Through application of generic strategies Huawei Technologies overcame its challenges and started experiencing success due to the following factors:
Vibrant ICT industry-the University of New South Wales displays some of the main projects from Huawei Technologies (Parnell, 2006, pp. 1139-1154). In March 2012; for instance, Huawei Technologies Co. Ltd in Australia was proclaimed as the main dealer partner following Optus release of a mobile technology known as 4G long-term-evolution across Newcastle and its environs (Helms, 1997, pp. 689-703).
Acquisition of a skilled labor force- the company focused its resource to acquiring skilled employees in order to counter the competition challenge (Nandakumar, 2011, pp. 222-251). Winning a contract with Vodafone, also, motivated the company to increase the number of its skilled staffs in order implement the contract within the set time frame (Nandakumar, 2011, pp. 222-251).

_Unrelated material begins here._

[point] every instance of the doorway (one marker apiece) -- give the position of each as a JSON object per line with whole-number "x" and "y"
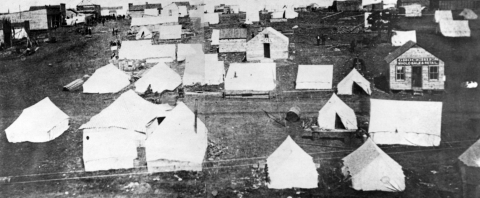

Through partnerships-Huawei consistently chooses to hire the brightest and the best students in technology in order to maintain its position as a global leader in modern patent applications (Helms, 1997, pp. 689-703). For instance, Huawei sought partnership with the Engineering department of Macquarie University to host students through experience process of the industry (Parnell, 2006, pp. 1139-1154).

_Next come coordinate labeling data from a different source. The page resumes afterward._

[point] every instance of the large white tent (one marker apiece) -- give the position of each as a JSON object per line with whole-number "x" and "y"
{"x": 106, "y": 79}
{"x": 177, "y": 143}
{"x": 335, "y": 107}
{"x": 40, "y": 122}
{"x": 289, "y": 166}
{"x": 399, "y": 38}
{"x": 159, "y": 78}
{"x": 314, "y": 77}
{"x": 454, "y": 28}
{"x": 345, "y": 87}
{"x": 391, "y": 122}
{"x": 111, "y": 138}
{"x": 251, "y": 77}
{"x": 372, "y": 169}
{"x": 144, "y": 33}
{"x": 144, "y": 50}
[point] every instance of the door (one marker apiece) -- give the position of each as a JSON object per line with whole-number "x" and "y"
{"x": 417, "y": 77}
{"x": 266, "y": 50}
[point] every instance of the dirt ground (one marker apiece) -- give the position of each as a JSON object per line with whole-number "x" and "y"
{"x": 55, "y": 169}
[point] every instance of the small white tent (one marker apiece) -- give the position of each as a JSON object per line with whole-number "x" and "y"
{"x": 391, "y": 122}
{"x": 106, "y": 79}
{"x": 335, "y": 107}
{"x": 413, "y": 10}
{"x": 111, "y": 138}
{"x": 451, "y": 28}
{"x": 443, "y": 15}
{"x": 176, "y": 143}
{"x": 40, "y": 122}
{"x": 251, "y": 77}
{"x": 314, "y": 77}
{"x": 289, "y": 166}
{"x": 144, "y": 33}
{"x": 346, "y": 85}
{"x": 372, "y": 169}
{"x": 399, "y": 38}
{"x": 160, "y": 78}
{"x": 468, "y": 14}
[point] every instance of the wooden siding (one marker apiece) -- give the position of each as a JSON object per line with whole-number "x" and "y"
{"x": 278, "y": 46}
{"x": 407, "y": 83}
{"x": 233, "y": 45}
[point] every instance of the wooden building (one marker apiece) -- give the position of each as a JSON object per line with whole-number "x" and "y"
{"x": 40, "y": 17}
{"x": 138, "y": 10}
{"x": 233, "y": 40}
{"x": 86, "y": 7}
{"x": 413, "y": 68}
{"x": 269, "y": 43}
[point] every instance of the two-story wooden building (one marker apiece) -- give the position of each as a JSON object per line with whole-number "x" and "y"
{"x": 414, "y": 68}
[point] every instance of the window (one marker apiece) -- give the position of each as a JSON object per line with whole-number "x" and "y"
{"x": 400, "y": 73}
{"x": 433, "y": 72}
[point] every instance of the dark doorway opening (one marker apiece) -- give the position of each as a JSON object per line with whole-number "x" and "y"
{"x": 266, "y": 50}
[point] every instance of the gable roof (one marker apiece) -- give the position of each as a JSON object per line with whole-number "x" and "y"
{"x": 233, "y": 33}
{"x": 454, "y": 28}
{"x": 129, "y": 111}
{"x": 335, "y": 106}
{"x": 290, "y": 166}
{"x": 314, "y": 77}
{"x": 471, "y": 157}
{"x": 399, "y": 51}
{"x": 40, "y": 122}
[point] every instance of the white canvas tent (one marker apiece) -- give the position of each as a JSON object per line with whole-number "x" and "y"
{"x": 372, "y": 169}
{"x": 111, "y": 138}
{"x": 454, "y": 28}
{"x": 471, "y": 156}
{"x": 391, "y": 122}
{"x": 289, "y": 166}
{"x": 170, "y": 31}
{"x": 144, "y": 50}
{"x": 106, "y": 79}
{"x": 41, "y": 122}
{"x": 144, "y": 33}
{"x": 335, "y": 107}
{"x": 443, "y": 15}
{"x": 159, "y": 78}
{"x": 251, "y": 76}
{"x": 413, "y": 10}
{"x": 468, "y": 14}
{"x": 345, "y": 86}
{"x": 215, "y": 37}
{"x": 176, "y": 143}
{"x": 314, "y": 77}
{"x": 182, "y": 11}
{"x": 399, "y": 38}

Through application of generic strategies, Huawei Technologies endeavors to cater for the needs of end users of its products. Apart from applying cost leadership strategy, Huawei, also, ensures that the users are aware of their products and have access to them (Parnell, 2006, pp. 1139-1154). The company, also, continues to produce products that add value to the lives of people who use them. Besides, the company embraces the application of Software as Service (SaaS), which is more efficient than traditional business models (Nandakumar, 2011, pp. 222-251). This particular business model complies with the general needs of the industry. It, also, provides low costs to Huawei to offer better services and easy to use products.